Saat lagu indah dirangkaikan dalam simfoni klasik, hasilnya adalah kemegahan. Seperti pada irama
Sepasang Mata Bola. Ananda membawa intro klasik pada sebuah klimaks yang mempermainkan emosi penonton.
Namun, nada itu dibumikan kembali ke irama asli karya komposer Ismail Marzuki itu.
Penampilan dua harpis IndonesiaDua harpis jelita Jessica Sudarta dan Lisa Gracia Supadi menampilkan persembahan istimewa untuk Rapsodia Nusantara. Lewat petikan harpanya Jessica mengalunkan karya era klasik Barok pada 1600 – 1750.
Peraih perunggu di ajang AIPAF Piano Competition di Korea tersebut membawakan karya komposer barok kelahiran Jerman George Frideric Handel bertajuk
Passacaille yang ditranskripkan untuk harpa oleh Tiny Beon.
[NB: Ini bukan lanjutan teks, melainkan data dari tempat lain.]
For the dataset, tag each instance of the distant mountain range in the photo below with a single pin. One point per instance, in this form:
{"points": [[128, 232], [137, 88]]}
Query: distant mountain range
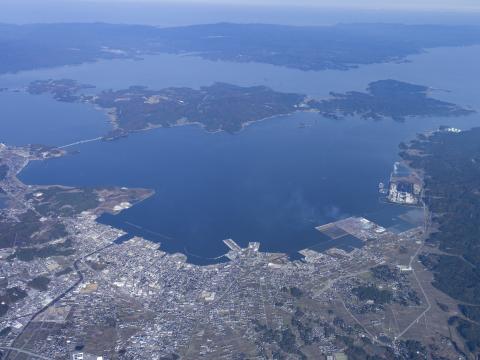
{"points": [[343, 46]]}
Sementara Lisa Gracia Supadi berikan kejutan pada sejumlah nomor lagu nasional dan daerah, seperti
Bungong Jeumpa dari Aceh,
Tanah Airku, Cik-Cik Periuk (Kalimantan Barat), dan
Bengawan Solo.Harpa rupanya bisa mendendangkan beragam rasa, dari riang, syahdu, sampai yang diam-diam membuat orang menyungging senyum. Pada lagu Aceh
Bungong Jeumpa, Lisa memainkan dua alat musik, harpa dan drum.
Tangan dan kakinya terkoordinasi baik antara memetik harpa dan menabuh drum kaki.
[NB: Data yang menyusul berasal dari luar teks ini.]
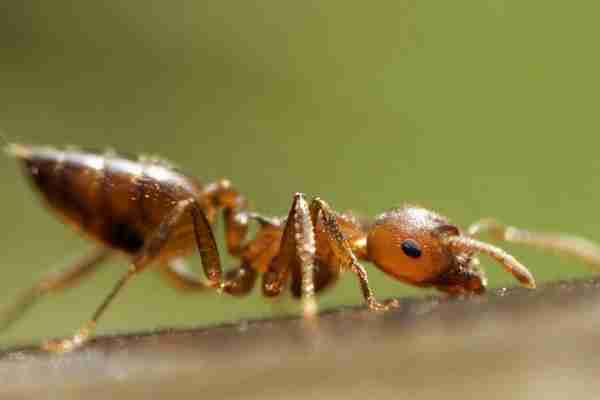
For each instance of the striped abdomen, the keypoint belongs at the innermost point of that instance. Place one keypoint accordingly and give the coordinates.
(115, 200)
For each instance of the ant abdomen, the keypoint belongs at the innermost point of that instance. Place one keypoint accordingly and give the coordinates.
(116, 200)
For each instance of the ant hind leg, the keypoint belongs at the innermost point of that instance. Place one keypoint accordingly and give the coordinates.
(151, 249)
(56, 281)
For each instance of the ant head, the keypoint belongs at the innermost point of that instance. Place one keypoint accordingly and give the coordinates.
(408, 244)
(419, 246)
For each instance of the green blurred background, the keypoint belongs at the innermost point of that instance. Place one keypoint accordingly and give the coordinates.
(473, 108)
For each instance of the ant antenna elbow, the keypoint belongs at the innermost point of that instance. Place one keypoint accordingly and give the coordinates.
(518, 270)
Dalam wawancara dengan situs CNN Indonesia, Lisa mengatakan bahwa dia mengenal baik Ananda. "Kak Ananda sebetulnya adalah idola saya sejak lama. Saya banyak mendegar lagu-lagu karangan beliau," kata Lisa.
Mei, pengunjung asal Serpong mengatakan dirinya puas dengan penampilan Ananda Sukarlan serta dua harpis Jessica dan Lisa. Mei sendiri adalah pemula di dunia piano klasik.
Ketertarikannya belajar piano lantaran anaknya yang mengikuti kursus piano sejak usia 4 tahun sampai usianya sekarang 7 tahun. "Saya dan anak saya belajar bermain piano bersama," kata Mei.
Ananda bahkan tidak mengingat lagi sudah berapa kali karya Rapsodia Nusantara miliknya dimainkan.
"Tapi kalau saya paling sedikit sudah 40 sampai 50 kali pergelaran. Mungkin dengan pianis-pianis lain sudah sampai hingga ratusan kali. Tidak hanya di Indonesia saja dan kebanyakan memang tidak dipentaskan di Indonesia," kata Ananda usai konser Rapsodia Nusantara.